Lia mengambil tasbih
dari tangan Mala, menarik napas panjang, menghembusnya perlahan, menelan
ludahnya. "Auzubillah minashaitan ni rojim," Lia mulai membaca surat
Al Fatiha yang dilanjutkan surat Al Ikhlas, Al Falaq, surat An Nas dan ayat
Kursi, lantas dia bertasbih sebanyak butiran tasbihnya yang berjumlah 33 dan
shalawat juga sebanyak 33 kali lalu dia memejamkan matanya dan melempar tasbih
itu ke atas kain berwarna hitam yang ada di dekat batang pohon belimbing. WUUS,
desiran api terlihat mulai terpercik dari tasbih yang Lia lemparkan dan
mendarat di kain hitam itu.
Kejadian
selanjutnya, kain itu terbakar, entah api darimana yang jelas kobaran api itu
menghanguskan kain hitam itu hanya kurang dari lima menit, semua mata
terbelalak menyaksikan apa yang terjadi. Setelah api itu padam sendiri, Pak
Oton menoleh ke Ustad Abas. "Ambil tulang yang tertinggal dari bakaran
itu," perintah Pak Oton dengan sorot matanya. Tanpa berkomentar, Ustad
Abas melangkah mendekati pohon belimbing dan benar dari bekas bakaran tadi
tersisa sebuah tulang seruas jari. Ustad Abas jongkok memungutnya.

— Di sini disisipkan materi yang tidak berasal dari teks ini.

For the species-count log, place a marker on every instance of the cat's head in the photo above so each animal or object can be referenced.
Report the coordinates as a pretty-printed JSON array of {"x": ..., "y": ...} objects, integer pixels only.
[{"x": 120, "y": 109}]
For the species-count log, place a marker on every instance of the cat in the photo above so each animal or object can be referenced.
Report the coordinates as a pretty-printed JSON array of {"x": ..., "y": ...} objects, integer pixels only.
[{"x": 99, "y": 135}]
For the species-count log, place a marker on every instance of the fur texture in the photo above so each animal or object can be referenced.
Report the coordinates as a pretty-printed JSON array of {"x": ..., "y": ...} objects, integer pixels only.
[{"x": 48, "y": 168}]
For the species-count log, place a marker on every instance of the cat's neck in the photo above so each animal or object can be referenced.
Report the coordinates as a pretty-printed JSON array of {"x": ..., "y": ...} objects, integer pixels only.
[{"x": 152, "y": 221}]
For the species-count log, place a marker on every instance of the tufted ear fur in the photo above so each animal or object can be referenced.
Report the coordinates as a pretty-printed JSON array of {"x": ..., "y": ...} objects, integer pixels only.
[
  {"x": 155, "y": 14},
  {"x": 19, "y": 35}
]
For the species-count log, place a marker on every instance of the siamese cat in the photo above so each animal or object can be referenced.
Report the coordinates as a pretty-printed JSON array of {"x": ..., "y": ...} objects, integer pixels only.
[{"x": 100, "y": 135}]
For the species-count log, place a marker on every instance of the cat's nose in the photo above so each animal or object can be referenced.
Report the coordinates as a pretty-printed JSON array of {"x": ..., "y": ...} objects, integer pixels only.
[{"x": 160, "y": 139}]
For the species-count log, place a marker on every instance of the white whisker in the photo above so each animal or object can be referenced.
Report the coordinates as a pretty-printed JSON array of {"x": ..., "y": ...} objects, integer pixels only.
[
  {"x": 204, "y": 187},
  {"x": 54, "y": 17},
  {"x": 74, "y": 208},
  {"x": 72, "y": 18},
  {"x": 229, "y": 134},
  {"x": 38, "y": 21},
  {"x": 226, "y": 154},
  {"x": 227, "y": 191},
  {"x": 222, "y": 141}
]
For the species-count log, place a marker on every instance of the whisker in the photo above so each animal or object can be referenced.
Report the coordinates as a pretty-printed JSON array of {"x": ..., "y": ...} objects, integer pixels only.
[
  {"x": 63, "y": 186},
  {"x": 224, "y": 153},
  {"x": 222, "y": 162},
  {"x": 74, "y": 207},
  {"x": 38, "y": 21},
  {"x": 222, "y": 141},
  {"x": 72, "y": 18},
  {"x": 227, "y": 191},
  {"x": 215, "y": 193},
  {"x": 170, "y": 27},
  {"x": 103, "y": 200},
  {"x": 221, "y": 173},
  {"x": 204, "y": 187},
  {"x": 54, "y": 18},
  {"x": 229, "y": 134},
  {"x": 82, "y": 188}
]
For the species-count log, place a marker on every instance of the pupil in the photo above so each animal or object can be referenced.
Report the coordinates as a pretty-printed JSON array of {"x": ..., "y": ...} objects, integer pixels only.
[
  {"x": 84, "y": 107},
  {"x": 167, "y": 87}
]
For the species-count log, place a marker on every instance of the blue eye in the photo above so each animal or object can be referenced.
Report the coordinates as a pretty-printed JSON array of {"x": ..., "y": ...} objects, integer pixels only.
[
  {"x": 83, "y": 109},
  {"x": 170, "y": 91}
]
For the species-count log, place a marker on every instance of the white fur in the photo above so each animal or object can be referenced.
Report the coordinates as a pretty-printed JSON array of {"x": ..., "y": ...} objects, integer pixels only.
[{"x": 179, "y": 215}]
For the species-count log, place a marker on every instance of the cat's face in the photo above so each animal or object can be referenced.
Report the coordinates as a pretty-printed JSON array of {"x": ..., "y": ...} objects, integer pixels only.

"Satukan tulang itu dengan yang kemarin, sekarang tinggal dua lagi tulang
itu," ucap Pak Oton yang membuat semua orang menatapnya. "Satu tulang
ada pada cincin yang dikenakan anaknya Bu Arya dan yang satu lagi ada di rumah
kamu," lanjut Pak Oton menoleh ke arah Lia. "Kita ke rumah kamu
secepatnya atau kita bagi tugas karena penyerang itu juga sedang menawan
keluarga kalian. Kita harus tolong dia," lanjut Pak Oton.
"Maaf Pak,
sebenarnya apa maksud Pak Oton?" tanya Arya. "Saya tak punya uang
untuk membayar Pak Oton lagi," lanjut Arya yang secara halus menolak
bantuan dari Pak Oton. Pak Oton terkekeh. "Saya tak minta uang, saya hanya
ingin membantu," jawabnya.
Ustad Abas mererai.
"Kalau gitu biar kami yang ke rumah Lia dan tolong Bapak pergi ke tempat
itu," ucap Ustad Abas memberikan saran. "Kita laporan dulu Pak sama
Pak Haji Hanif," sela rekan kerja Pak Haji Hanif. Ustad Abas mengangguk.